One of the advantages to being a beginner, as I am in geology, is the ease at which one is amazed. In my mind, "gypsum" immediately conjures images of White Sands National Monument. It is found in the Tularosa Basin 120 miles to the southeast. Its white sands are not the usual quartz sand but rather finely-powdered gypsum, blown by a steady westerly wind, from playa into the Monument's vast field of ever-shifting dunes.

Playa are flat lake beds thirsty dry much of the year. Lacking a natural outlet, playa water escapes by evaporation, abandoning its load of dissolved mineral solute as a crust of opaque, white gypsum and translucent crystals of selenite. Elsewhere in the American Southwest, other evaporite minerals, such as borax and trona, are found on vast, flat, desiccated lake beds. Searles Lake in California comes to mind. I remember my time there, the afternoon April sun becoming blinding in its reflecting off the crunchy white surface under foot.

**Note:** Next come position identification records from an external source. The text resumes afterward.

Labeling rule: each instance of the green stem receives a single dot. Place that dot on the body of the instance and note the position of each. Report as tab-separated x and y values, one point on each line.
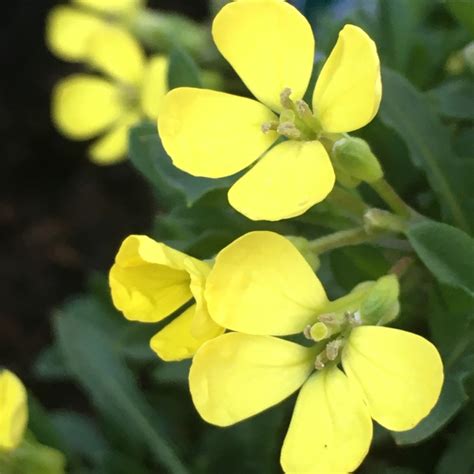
390	196
347	200
355	236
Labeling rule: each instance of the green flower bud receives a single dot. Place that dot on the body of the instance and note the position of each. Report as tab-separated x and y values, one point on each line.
354	157
304	248
381	304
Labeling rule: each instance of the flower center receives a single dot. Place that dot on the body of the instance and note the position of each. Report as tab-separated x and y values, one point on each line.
296	121
331	332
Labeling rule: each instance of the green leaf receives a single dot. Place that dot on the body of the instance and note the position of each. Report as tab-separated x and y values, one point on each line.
446	251
365	263
96	363
80	435
182	70
49	365
455	99
171	184
463	11
458	458
406	110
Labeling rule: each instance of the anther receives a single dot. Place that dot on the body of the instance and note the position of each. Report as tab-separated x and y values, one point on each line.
285	100
333	348
289	130
268	126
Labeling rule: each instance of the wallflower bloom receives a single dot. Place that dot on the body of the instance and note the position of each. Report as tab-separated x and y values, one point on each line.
261	286
85	106
13	410
271	46
150	281
68	28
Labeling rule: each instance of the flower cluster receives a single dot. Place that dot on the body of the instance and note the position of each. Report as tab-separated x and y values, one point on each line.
214	134
127	88
260	287
234	315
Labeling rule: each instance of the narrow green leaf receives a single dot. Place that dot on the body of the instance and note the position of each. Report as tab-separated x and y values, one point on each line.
182	70
455	99
446	251
95	362
150	158
407	111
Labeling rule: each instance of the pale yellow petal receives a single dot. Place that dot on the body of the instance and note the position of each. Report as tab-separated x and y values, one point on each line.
235	376
113	146
261	284
349	89
68	30
148	280
330	431
115	52
400	374
176	340
213	134
111	6
269	44
292	177
83	106
13	410
155	86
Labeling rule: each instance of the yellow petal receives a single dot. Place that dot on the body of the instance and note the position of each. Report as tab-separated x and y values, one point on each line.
349	88
235	376
149	280
331	429
261	284
111	6
155	86
400	374
113	146
176	340
292	177
203	323
68	30
269	44
213	134
13	410
115	52
83	106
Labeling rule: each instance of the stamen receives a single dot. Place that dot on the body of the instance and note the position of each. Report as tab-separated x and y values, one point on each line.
268	126
333	348
289	130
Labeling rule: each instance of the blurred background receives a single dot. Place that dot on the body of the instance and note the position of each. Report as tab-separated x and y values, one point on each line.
61	216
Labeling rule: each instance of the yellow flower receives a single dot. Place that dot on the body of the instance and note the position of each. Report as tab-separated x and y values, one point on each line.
261	286
85	106
68	28
271	46
13	410
150	281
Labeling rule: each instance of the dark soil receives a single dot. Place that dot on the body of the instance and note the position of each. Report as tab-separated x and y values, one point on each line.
61	217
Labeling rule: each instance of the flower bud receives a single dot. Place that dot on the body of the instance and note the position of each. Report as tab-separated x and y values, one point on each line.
381	303
354	157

Once this New Mexican land too must have been flat. Once. Long ago. Long, long enough ago for time's slow subsequent actions to accumulate, eventually altering the land and forming the rugged terrain over which I climb over now. By folding and faulting, lifting up and eroding down, moving by wind blowing, depositing by water flowing, and wasting by gravity falling, the landscape inevitably changes. "Once" might be 160 million years ago, in the middle Jurassic Period, that is, during the heydey of the dinosaurs, for, as geologists say, New Mexico was then submerged beneath a huge Lake Todilto [1]. Something -- but what? -- must changed the climate, making it drier and hotter, leaving Lake Todilto to shrink, shrivel, and disappear. Perhaps the gypsum here precipitated then.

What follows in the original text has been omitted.